In fairness, we've seen something like this before. "All it takes is one young driver to do well, and then every car owner wants a young driver," Burton said, and that was certainly the case after Gordon's success left every team scrambling to find someone just like him -- paving the way for the likes of Newman, Kurt Busch, Dale Earnhardt Jr., Matt Kenseth, and eventually Jimmie Johnson. Now that wave is collectively growing a little gray at the temples, and the cycle is beginning to repeat itself once again.
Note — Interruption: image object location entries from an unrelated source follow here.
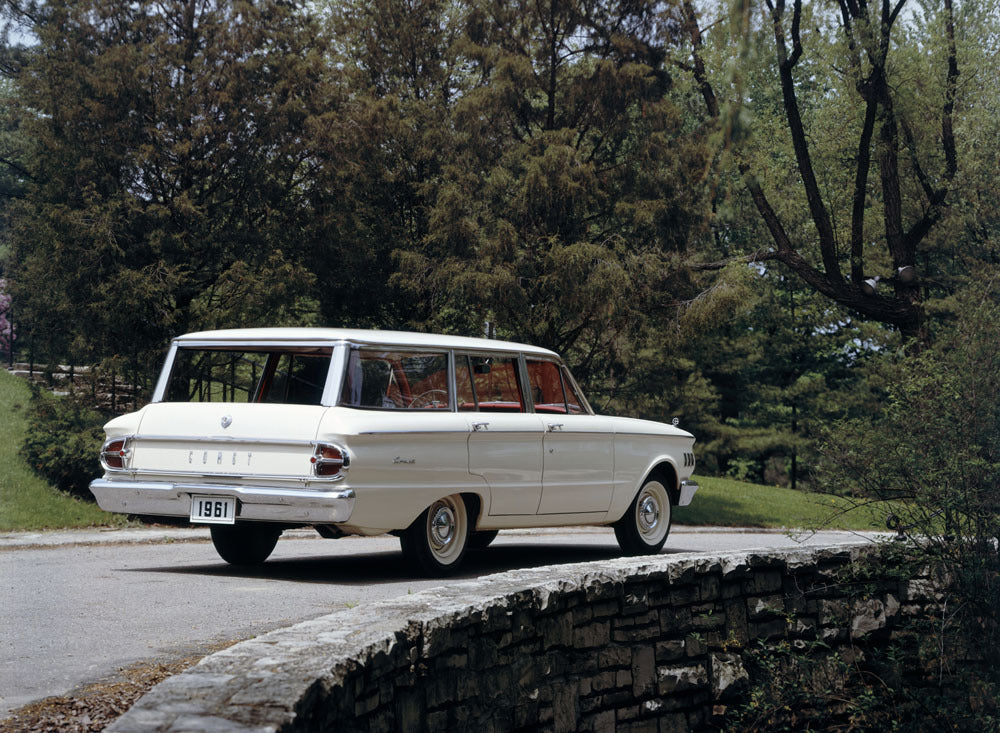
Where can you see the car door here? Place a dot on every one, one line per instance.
(505, 440)
(577, 449)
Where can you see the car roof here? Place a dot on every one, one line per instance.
(277, 336)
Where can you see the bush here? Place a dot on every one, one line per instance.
(934, 450)
(64, 438)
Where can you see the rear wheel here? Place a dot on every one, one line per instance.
(244, 544)
(644, 528)
(437, 540)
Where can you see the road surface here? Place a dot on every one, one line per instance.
(72, 614)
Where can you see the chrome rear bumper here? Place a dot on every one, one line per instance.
(257, 503)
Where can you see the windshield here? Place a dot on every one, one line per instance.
(294, 376)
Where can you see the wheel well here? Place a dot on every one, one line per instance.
(666, 474)
(473, 505)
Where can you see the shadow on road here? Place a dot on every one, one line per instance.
(391, 567)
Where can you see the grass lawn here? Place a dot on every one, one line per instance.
(28, 502)
(727, 503)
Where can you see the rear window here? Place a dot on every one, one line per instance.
(396, 380)
(282, 376)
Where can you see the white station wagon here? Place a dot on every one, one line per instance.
(440, 440)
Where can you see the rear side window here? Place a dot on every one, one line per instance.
(546, 387)
(294, 377)
(496, 384)
(396, 380)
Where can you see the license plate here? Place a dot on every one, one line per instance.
(213, 509)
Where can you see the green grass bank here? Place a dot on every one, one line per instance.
(28, 502)
(728, 503)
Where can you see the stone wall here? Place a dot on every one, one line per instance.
(650, 644)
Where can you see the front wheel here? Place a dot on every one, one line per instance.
(244, 544)
(437, 540)
(646, 524)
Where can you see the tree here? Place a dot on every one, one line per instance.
(569, 187)
(169, 186)
(859, 62)
(932, 449)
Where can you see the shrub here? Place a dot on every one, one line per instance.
(934, 450)
(64, 437)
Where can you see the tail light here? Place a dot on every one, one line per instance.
(115, 453)
(330, 461)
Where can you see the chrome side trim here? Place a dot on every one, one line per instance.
(219, 439)
(413, 432)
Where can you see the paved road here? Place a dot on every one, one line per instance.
(86, 604)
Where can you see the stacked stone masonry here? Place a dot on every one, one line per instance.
(624, 645)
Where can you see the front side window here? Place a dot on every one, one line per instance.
(283, 376)
(396, 380)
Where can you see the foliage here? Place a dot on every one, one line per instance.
(7, 334)
(62, 439)
(845, 129)
(27, 502)
(169, 172)
(935, 446)
(539, 195)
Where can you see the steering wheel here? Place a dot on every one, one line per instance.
(430, 397)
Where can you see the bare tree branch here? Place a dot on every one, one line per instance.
(817, 209)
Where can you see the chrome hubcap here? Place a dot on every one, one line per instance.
(442, 528)
(649, 514)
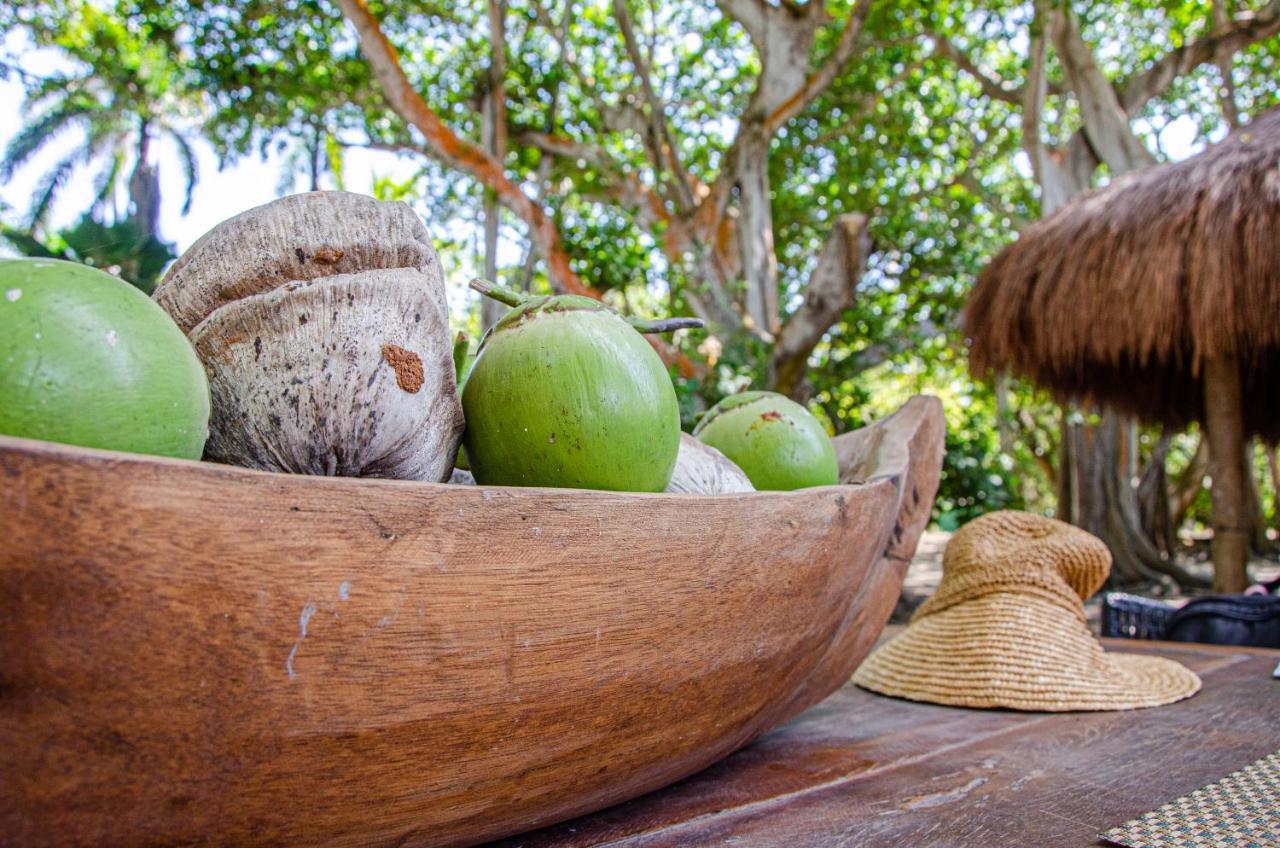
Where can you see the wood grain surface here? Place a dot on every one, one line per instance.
(192, 652)
(862, 770)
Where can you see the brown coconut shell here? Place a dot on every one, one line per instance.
(298, 237)
(700, 469)
(347, 375)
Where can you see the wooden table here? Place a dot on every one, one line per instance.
(865, 770)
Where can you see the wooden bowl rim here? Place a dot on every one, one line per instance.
(62, 451)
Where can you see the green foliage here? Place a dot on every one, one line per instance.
(123, 249)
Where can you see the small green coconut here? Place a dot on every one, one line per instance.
(86, 359)
(565, 392)
(776, 442)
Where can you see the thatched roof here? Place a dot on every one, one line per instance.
(1119, 296)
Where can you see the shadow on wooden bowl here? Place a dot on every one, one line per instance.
(200, 653)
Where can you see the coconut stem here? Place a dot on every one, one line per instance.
(513, 299)
(461, 347)
(497, 292)
(663, 324)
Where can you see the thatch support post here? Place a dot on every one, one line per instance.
(1224, 428)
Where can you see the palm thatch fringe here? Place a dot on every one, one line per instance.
(1120, 296)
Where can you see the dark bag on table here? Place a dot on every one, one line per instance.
(1251, 620)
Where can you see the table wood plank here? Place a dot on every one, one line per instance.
(865, 770)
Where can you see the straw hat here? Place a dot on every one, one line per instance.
(1006, 629)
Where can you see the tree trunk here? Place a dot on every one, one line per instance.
(1096, 495)
(1258, 542)
(755, 231)
(1153, 500)
(1224, 425)
(145, 187)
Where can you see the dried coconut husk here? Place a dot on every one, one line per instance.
(347, 375)
(700, 469)
(298, 237)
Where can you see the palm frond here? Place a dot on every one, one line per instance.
(32, 137)
(48, 188)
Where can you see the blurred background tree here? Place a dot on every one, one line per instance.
(819, 181)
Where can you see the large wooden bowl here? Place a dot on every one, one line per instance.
(200, 653)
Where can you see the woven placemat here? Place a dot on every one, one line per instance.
(1239, 811)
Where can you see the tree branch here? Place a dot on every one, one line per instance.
(458, 151)
(830, 291)
(1242, 31)
(1106, 124)
(819, 81)
(661, 140)
(465, 155)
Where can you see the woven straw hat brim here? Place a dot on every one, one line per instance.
(1019, 652)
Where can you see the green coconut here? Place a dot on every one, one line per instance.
(86, 359)
(776, 442)
(567, 393)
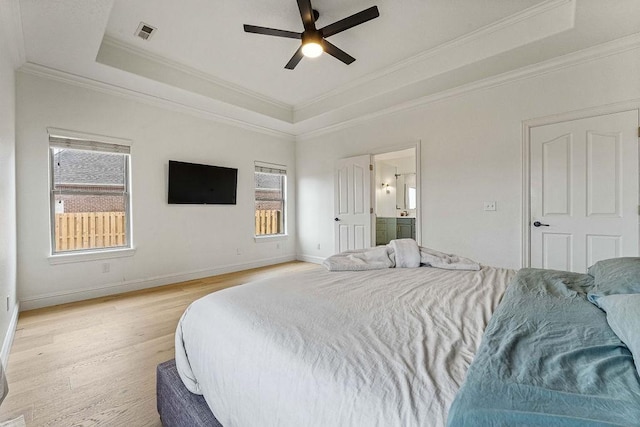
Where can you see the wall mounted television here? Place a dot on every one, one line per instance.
(195, 184)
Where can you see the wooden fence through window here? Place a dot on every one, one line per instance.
(268, 222)
(89, 230)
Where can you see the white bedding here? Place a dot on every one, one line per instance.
(318, 348)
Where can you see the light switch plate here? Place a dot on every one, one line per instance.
(490, 206)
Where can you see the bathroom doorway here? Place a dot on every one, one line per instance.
(396, 194)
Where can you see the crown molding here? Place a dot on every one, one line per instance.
(117, 54)
(562, 11)
(321, 125)
(157, 101)
(11, 20)
(593, 53)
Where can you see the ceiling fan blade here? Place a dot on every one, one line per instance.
(351, 21)
(306, 13)
(294, 59)
(272, 32)
(337, 52)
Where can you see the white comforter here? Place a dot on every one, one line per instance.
(368, 348)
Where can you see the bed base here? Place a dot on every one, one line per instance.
(177, 406)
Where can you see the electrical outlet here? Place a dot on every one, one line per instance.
(489, 206)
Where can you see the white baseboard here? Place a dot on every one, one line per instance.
(8, 338)
(310, 258)
(56, 298)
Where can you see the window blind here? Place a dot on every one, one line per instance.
(88, 145)
(272, 169)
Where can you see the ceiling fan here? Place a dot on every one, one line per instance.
(313, 40)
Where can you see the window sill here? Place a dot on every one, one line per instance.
(271, 238)
(90, 256)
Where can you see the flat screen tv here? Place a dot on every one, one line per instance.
(194, 184)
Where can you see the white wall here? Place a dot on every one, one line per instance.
(173, 242)
(471, 152)
(7, 190)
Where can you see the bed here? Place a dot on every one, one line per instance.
(554, 352)
(386, 347)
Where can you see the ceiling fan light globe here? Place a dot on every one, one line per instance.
(312, 49)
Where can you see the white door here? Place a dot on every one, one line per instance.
(353, 203)
(584, 191)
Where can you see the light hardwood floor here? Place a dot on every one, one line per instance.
(93, 362)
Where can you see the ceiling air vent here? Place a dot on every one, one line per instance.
(145, 31)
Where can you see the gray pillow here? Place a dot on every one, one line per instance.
(615, 276)
(623, 315)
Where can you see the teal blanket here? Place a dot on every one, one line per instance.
(549, 358)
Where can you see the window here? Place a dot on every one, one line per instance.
(270, 197)
(90, 200)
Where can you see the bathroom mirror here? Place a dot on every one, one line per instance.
(406, 191)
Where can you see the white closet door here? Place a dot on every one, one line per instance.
(584, 191)
(353, 203)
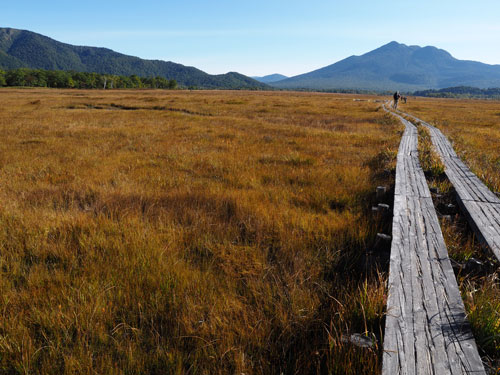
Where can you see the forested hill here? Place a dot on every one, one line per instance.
(396, 66)
(25, 49)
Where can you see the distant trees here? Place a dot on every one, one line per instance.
(81, 80)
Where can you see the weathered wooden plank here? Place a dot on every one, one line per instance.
(480, 204)
(426, 328)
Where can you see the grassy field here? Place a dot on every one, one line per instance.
(190, 232)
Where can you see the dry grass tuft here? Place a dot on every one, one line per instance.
(189, 232)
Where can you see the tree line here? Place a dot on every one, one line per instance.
(26, 77)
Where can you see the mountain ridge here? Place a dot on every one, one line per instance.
(23, 48)
(396, 66)
(270, 78)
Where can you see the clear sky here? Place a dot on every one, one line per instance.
(257, 37)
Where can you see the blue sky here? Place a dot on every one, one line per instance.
(258, 37)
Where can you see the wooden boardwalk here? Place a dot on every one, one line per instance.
(426, 327)
(479, 204)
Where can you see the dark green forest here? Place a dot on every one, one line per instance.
(24, 77)
(25, 49)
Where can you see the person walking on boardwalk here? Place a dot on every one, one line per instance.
(397, 96)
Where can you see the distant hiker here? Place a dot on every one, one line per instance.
(397, 96)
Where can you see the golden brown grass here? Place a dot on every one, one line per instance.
(188, 232)
(474, 128)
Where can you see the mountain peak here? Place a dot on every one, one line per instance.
(396, 66)
(26, 49)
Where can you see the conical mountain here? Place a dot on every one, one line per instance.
(396, 66)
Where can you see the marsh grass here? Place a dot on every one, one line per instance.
(189, 232)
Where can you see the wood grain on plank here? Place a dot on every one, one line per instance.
(480, 204)
(426, 327)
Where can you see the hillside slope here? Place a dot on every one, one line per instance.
(397, 66)
(20, 48)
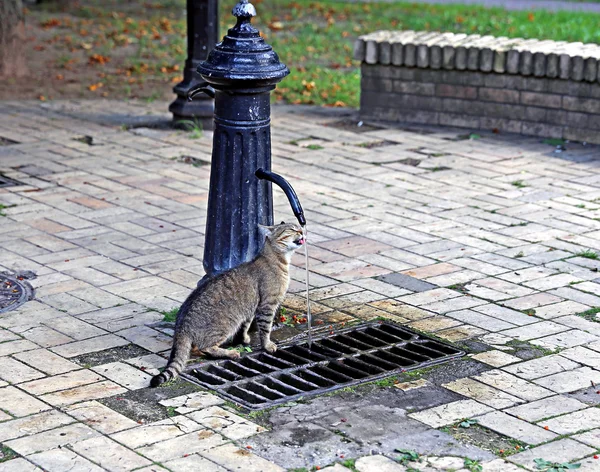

"Since I've been in the sport, I view this as the third time we’ve had this youth explosion," Burton said. "… Go back and look at the picture of my Rookie of the Year class. There were about 12 of us in that picture. Compare that to the Rookie of the Year classes we've had the last several years. Then we had another time when a lot of young drivers came in, and (brother) Ward got caught up in that one. Ward got caught up in the 'Oh, you’ve got to be 20, or you don’t want to do it anymore.' And then he was part of the group that got moved out. And now it's happening again. … It's just part of it. it’s part of it, it's necessary, it brings new excitement. It just happens."
Granted, the next generation has to perform, and the differences between the Nationwide and Sprint Cup cars can make that difficult -- as evidenced by Stenhouse's uneven first season at the sport's highest level.
"If you get too confident in this sport, you can get knocked down pretty easy, and it's hard to get back up," Larson said. But the odds are many of these up-and-coming drivers will make it, just as so many of their predecessors did, and again alter the face of NASCAR in the process.
There's a trade-off here, of course. Mark Martin and Bobby Labonte, both veteran drivers highly regarded by traditional fans, have uncertain plans for next season. Burton's years are certainly numbered, and even someone still as competitive as Gordon is much closer to the end of his career than the beginning -- a fact that can make anyone who's been around this sport suddenly feel the age in their bones. Change is hard, and NASCAR fans cling fast to their favorites, often desperate to prevent them from walking off into the sunset.
But that same change is also inevitable, like the leaves in southern Virginia turning from green to gold. And as is the case when the winter wind blows down from the Blue Ridge, the transformation will eventually be complete.